Mais uma vez o Zé “deu com os burros n’água”. Ninguém lhe deu ouvidos, desconversaram e o pior, disseram que tudo fora feito dentro da lei e que nada mais podia ser feito.
O que o Zé não sabia, é que os fundos, o banco, tudo pertence ao Governo e que seus amigos do sindicato, do partido, estavam lá bem empregados e mamando nas tetas do fundo de pensão, inclusive dando uma “mãozinha” daqui, uma “maracutaia” dalí, fazendo com que o caixa 2, caixa 3, 4 do partido da situação engordasse para poder fazer frente a “despesas de campanha”, aquelas que nunca aparecem na prestação de contas da justiça eleitoral. Coisas tipo “mensalão”.
Nada mais restava ao Zé, “tava tudo dominado” e aqueles bilhões que ficaram lá dentro do fundo, jamais seriam devolvidos a seus legítimos donos, o Zé e os milhares de colegas dele que caíram no mesmo golpe.
Nessa hora o fundo, o banco, partido da situação, Governo, já sabiam da monstruosa “sobra”, já sabiam quanto tinham arrecadado com o roubo do dinheiro do Zé e de seus colegas, mas “SOBRA” ficava um termo meio estranho, então resolveram chamar de “SUPERAVIT”, este sim mais bacana, mais pomposo, nome digno do tamanho do golpe e, na maior “cara de pau” pegaram o tal “superávit” e entregaram para o banco, alardeando na mídia, também comprada com o dinheiro que tiraram do Zé, que o banco era um espetáculo de empresa, lucrativa, bem administrada, prova de que o Poder Público era competente para concorrer com a iniciativa privada.
Mentira, deslavada mentira. Banco estatal não passa de um grande cabide de empregos, de cargos políticos, gente que é posta lá para favorecer este ou aquele, gente que joga dinheiro do povo pela janela a fundo perdido e o resultado não pode ser outro senão prejuízo nas contas.
Então como pode dar tanto lucro? Ora, roubando o dinheiro do Zé.
Na verdade estamos lidando com um círculo vicioso, porque quando acabar o dinheiro do Zé, eles demitem mais uma leva, que já passou bons 15 ou 20 anos contribuindo e engordando o fundo de pensão, pois quando o Zé foi posto para fora, não perderam tempo e colocaram outro no lugar dele e assim eternamente o dinheiro do tal “superávit” nunca acaba, basta seguir roubando de todos os “Zés” que por lá passarem.
Mas tudo foi feito dentro da lei.
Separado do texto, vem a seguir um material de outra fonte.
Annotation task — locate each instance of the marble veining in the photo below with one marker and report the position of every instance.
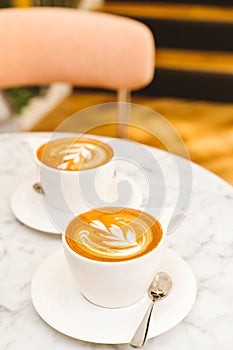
(204, 239)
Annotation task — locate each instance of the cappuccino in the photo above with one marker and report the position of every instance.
(113, 234)
(72, 154)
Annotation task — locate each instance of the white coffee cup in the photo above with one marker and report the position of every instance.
(67, 190)
(114, 284)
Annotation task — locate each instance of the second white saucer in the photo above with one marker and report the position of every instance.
(29, 207)
(58, 301)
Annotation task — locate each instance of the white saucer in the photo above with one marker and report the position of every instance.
(29, 207)
(60, 304)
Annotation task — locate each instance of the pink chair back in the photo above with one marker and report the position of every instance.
(39, 46)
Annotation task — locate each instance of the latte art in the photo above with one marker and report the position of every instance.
(107, 235)
(74, 154)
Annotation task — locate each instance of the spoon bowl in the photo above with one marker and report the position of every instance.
(159, 289)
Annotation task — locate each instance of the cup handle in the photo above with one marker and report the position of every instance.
(32, 144)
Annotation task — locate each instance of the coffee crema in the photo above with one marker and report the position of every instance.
(74, 154)
(113, 234)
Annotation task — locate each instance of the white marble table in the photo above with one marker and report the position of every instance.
(204, 240)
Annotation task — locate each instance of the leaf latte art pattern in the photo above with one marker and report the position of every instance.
(112, 240)
(113, 236)
(74, 154)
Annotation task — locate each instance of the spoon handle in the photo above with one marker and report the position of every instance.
(140, 335)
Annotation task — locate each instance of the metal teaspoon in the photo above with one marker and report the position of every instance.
(159, 289)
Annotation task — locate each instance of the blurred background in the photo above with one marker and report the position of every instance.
(192, 86)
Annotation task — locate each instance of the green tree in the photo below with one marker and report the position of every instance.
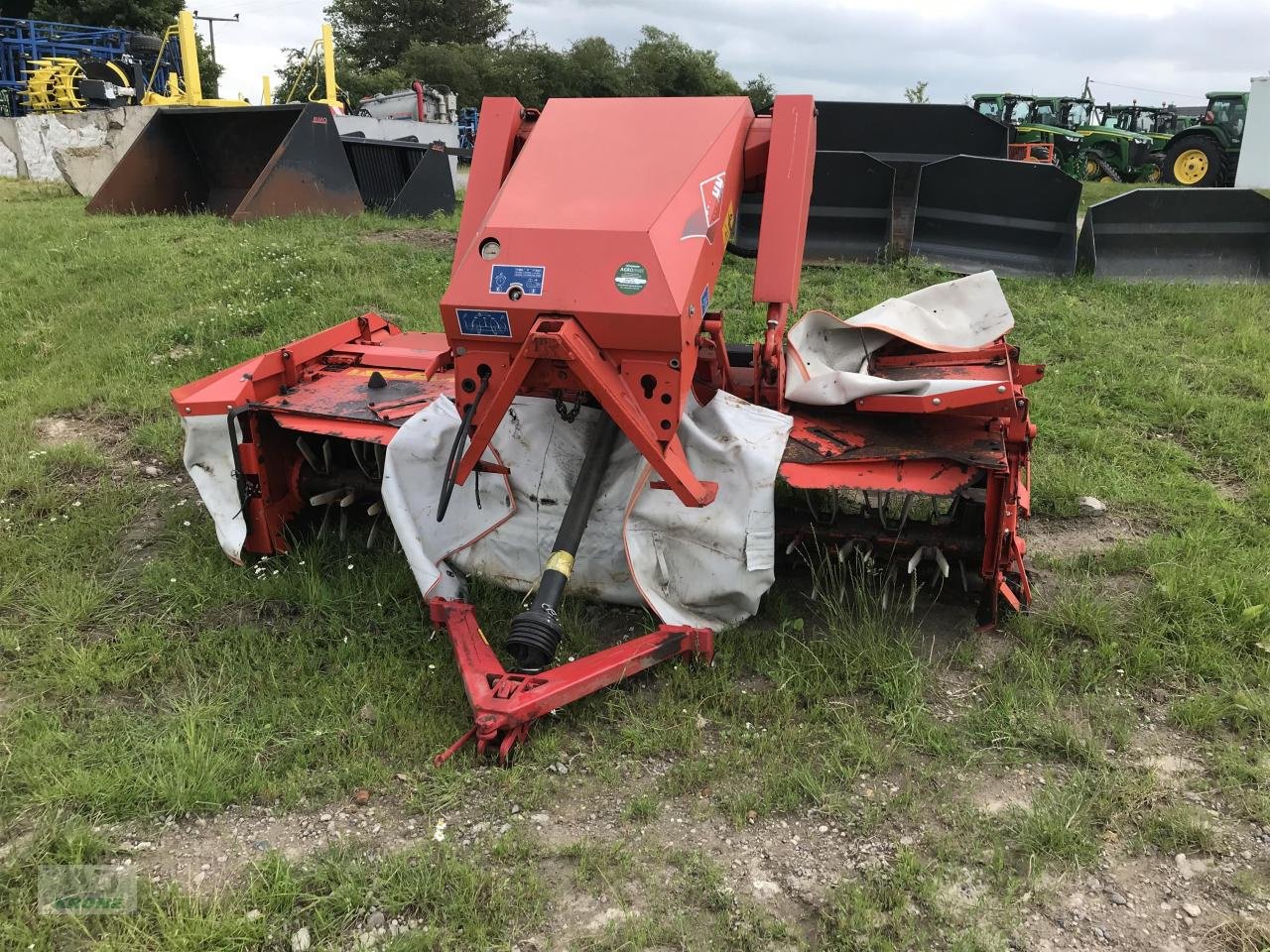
(663, 64)
(143, 16)
(917, 94)
(761, 93)
(520, 66)
(377, 33)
Lei esta que eles mesmos fazem, juízes que eles mesmos escolhem para julgar as causas onde o Governo é réu. É como se num jogo de futebol, um dos times pudesse escolher o juiz, os bandeirinhas e ainda exigir que apitem usando o uniforme do time. Ridículo, coisa de Brasil.
Agora deu para entender o que é “MÁFIA LEGAL”?
E o Zé? Como ficou?
Bem, o Zé sentou num canto, pensou na vida, naquele tempo de juventude, de sonhos, esperanças, formar família, seguir como um homem de bem. Pensou em tudo que passou, em tudo que acreditou e, num momento de desespero, depois de perder até a casa, obrigado a devolver para o fundo, não viu saída, foi traído, roubado, humilhado e se jogou de um prédio.
“Morreu na contramão atrapalhando o tráfego.”
Mas deixa estar, afinal era apenas mais um “Zé”.
Ah! Ia esquecendo a notícia da semana.
“Banco do Brasil fecha balanço de 2010 com mais de 11 BILHÕES de lucro”.
A mídia vendida só esqueceu de dizer que não foi lucro, mas sim contabilização do dinheiro da PREVI, o fundo de pensão do banco.